Guyane : vingt ans après son interdiction, le don du sang pourrait faire son retour

Guyane : vingt ans après son interdiction, le don du sang pourrait faire son retour

Suspendu depuis 2005 en raison de risques épidémiologiques, le don du sang pourrait faire son retour en Guyane après un avis favorable du Haut Conseil de la santé publique (HCSP) : des études de faisabilité sont en cours pour relancer une collecte locale.

Il y a 20 ans, les nombreux risques infectieux touchant la Guyane (VIH, arboviroses...), à commencer par la maladie de Chagas, une parasitose endémique transmise par une punaise, avaient conduit les autorités à interdire le don du sang dans le département amazonien.

Régulièrement saisi par le ministère de la Santé pour relancer la collecte, le HCSP a finalement rendu un avis favorable en juin 2025, estimant les techniques de dépistage plus performantes et les « risques infectieux maîtrisables ».

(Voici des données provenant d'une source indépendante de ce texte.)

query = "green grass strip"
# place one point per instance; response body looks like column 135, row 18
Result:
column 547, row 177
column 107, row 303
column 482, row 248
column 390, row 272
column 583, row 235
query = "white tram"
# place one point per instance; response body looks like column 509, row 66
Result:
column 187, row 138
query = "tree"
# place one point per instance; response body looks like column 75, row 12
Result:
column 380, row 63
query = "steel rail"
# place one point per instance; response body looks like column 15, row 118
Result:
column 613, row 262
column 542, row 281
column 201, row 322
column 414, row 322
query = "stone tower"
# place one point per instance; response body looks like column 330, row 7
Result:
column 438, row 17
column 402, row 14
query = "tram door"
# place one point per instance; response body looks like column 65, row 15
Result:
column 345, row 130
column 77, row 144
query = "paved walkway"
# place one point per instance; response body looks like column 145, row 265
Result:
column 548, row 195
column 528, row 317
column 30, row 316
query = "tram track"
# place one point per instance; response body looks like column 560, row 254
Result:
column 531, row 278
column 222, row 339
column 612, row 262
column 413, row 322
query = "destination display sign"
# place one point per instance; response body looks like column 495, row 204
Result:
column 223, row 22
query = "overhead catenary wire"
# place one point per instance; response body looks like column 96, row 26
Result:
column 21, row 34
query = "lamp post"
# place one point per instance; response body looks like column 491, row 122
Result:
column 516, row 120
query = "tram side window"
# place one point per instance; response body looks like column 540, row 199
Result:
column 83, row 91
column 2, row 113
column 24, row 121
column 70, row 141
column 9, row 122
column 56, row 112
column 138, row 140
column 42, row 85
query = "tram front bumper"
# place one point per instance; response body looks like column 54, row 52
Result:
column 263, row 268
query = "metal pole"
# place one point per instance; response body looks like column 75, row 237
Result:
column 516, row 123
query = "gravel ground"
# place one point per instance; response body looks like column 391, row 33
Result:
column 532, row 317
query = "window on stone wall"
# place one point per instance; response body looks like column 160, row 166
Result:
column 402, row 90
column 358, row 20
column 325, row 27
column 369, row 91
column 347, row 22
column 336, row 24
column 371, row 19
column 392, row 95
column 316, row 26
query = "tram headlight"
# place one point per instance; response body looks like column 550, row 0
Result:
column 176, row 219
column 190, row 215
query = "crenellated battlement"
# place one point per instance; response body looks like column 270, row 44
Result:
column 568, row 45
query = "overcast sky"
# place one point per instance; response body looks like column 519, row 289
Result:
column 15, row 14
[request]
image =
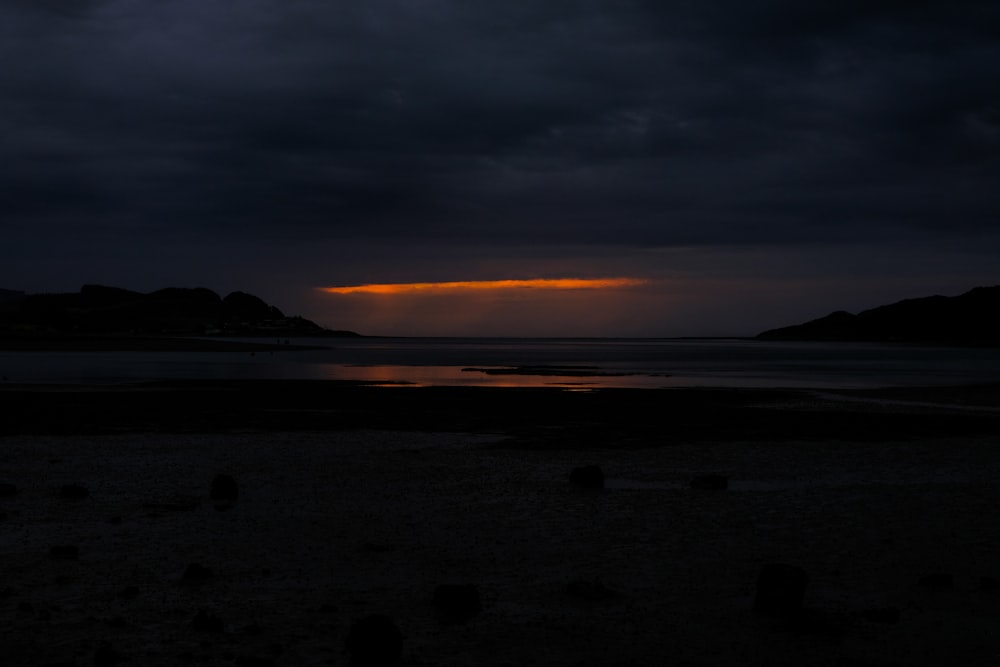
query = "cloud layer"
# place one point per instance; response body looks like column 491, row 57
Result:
column 240, row 128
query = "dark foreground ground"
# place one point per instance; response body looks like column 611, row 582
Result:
column 357, row 500
column 542, row 417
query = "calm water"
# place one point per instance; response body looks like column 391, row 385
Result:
column 614, row 362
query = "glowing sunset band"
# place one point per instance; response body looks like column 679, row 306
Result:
column 466, row 285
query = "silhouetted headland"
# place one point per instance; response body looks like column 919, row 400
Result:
column 968, row 319
column 100, row 317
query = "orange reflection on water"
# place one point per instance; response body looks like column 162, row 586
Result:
column 464, row 285
column 429, row 376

Le retour du don du sang en Guyane reste néanmoins semé d'obstacles : le HCSP l'a conditionné à la mise en place de dépistages renforcés, notamment du paludisme, maladie touchant « 200 personnes par an aujourd'hui contre 3 000 à 4 000 en 2005 », indique à l'AFP Loïc Epelboin, infectiologue à l'Unité des maladies infectieuses et tropicales (Umit) du CHU de Guyane.

Partisan de la reprise, Loïc Epelboin a constaté l'évolution sanitaire de la Guyane en 20 ans. « La maladie de Chagas est toujours présente, mais sa prévalence est très faible. La majorité des personnes vivant avec le VIH sont sous traitement, avec une charge virale indétectable », décrit-il. Quant aux arboviroses (comme la dengue ou le chikungunya, par exemple), « la situation aux Antilles, où le don du sang est possible, est proche de la nôtre », estime le médecin.

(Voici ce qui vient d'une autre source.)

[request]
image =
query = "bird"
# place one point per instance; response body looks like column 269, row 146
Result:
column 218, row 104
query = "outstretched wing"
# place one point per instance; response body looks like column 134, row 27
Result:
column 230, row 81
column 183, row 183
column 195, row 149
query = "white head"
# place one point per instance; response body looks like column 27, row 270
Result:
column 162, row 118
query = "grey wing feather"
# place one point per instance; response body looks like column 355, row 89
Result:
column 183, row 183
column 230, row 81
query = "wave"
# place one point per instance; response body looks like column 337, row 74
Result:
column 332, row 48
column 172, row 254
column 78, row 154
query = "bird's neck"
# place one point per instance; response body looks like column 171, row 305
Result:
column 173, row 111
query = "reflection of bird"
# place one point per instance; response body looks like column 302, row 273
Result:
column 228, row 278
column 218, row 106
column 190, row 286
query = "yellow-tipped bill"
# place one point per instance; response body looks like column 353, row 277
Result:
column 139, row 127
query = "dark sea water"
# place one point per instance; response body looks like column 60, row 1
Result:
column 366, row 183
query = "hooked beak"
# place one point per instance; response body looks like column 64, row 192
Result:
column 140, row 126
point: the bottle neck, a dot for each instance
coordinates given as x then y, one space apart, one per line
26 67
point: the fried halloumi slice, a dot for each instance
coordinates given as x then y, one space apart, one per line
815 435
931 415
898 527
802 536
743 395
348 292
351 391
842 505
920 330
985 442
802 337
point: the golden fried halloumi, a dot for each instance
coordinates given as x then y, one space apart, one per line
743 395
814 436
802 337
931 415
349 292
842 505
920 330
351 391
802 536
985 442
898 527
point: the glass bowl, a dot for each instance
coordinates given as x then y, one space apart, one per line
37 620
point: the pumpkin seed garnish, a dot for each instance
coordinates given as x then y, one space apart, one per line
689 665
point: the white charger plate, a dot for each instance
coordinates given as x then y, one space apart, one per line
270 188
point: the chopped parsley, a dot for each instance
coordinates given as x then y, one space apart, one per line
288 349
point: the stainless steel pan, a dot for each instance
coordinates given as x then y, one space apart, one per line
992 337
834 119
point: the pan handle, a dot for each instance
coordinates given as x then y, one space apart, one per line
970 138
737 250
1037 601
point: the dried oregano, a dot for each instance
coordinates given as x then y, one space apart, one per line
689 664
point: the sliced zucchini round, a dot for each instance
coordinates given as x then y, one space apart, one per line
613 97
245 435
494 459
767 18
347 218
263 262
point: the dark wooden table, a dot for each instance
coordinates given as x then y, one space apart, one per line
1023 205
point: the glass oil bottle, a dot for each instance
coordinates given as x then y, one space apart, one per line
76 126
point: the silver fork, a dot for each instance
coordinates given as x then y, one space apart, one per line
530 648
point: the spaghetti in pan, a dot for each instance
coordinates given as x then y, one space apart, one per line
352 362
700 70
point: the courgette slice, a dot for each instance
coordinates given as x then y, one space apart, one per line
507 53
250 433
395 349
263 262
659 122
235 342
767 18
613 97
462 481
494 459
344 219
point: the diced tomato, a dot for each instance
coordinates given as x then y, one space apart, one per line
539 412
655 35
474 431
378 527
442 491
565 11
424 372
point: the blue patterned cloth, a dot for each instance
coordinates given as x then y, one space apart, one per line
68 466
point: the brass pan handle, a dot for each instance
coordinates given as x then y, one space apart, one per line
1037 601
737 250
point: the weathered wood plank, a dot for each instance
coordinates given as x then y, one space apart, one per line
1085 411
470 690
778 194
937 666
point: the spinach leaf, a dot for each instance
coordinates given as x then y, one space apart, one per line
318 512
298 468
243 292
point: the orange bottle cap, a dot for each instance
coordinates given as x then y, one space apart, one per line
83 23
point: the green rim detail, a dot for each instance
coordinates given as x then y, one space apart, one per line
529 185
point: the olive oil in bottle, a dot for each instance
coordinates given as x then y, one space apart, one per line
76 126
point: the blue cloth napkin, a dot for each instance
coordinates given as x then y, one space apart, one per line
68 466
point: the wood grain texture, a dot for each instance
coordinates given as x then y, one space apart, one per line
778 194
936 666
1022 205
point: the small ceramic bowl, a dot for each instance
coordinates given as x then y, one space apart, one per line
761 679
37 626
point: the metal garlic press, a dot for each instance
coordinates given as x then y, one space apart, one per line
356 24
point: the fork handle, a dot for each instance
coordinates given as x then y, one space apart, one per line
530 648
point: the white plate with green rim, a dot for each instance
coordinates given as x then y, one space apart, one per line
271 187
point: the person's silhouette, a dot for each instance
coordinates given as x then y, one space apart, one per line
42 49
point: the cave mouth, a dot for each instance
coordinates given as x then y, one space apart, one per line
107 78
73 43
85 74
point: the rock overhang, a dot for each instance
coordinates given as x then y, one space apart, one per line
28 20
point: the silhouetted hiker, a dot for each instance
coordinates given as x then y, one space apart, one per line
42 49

Un autre élément plaide en faveur d'un don du sang local : « favoriser l'amélioration de la prise en charge de la drépanocytose », une maladie génétique du sang touchant essentiellement les Afro-descendants (0,42 cas pour 100 naissances) et nécessitant des transfusions régulières. Or, « des impasses transfusionnelles » causées par la « très grande diversité » des groupes sanguins du territoire ultramarin peuvent arriver, selon le HCSP, qui oriente une reprise des collectes vers ces sangs rares.

Défis à relever

Depuis le feu vert du HCSP, l'Établissement français du sang (EFS) a lancé des travaux qui seront finalisés fin 2026. Ils devront apporter « la preuve d'un haut niveau de sécurité transfusionnelle », précise à l'AFP le ministère de la Santé, à qui reviendra la décision finale de la reprise de la collecte.

Plusieurs défis resteront à relever : « investir dans du matériel, recruter des équipes, mobiliser la société civile, sensibiliser la population et remettre en place une chaîne logistique », liste le directeur de l'EFS de Guadeloupe-Guyane, Stéphane Bégué. L'absence de don du sang en Guyane ne voulait pas dire que les Guyanais ne pouvaient pas être transfusés. La Guyane « n'a jamais manqué de sang, y compris pour les groupes sanguins rares », poursuit Stéphane Bégué.

Le sang transfusé en Guyane vient de l'Hexagone à 80% et de Guadeloupe à 20%, l'EFS assurant des livraisons hebdomadaires par avion. Pour les groupes sanguins difficiles à trouver, une banque nationale du sang rare à Paris en assure la fourniture. 

« Elle dispose d'une grande richesse de sang, sous forme congelée, qu'elle peut envoyer en moins de 24 heures si nécessaire. Jamais un patient, même avec un groupe sanguin rare, n'a de perte de chance », assure à l'AFP Stéphane Bégué. Et si une collecte de sang est relancée en Guyane, celle-ci ne réduira néanmoins pas la dépendance logistique de la Guyane : les laboratoires locaux ne sont pas encore en mesure de traiter le sang.

« Quand du sang est prélevé chez un donneur, il n'est pas transfusable en l'état », précise Stéphane Bégué. Plusieurs étapes sont réalisées dans les laboratoires de l'EFS en Guadeloupe. Même s'il est à nouveau collecté en Guyane, le sang sera donc toujours envoyé aux Antilles avant de revenir.

Reste que ce retour serait un pas vers davantage d'autonomie sanitaire en Guyane, pour laquelle milite Marie-Laure Phinéra-Horth (RDPI), la sénatrice du département amazonien. L'enjeu serait avant tout symbolique et politique. « Les Guyanais veulent mettre fin à cette situation discriminatoire », explique le Pr Epelboin. Celle d'être le seul département de France où il n'est pas possible de donner son sang.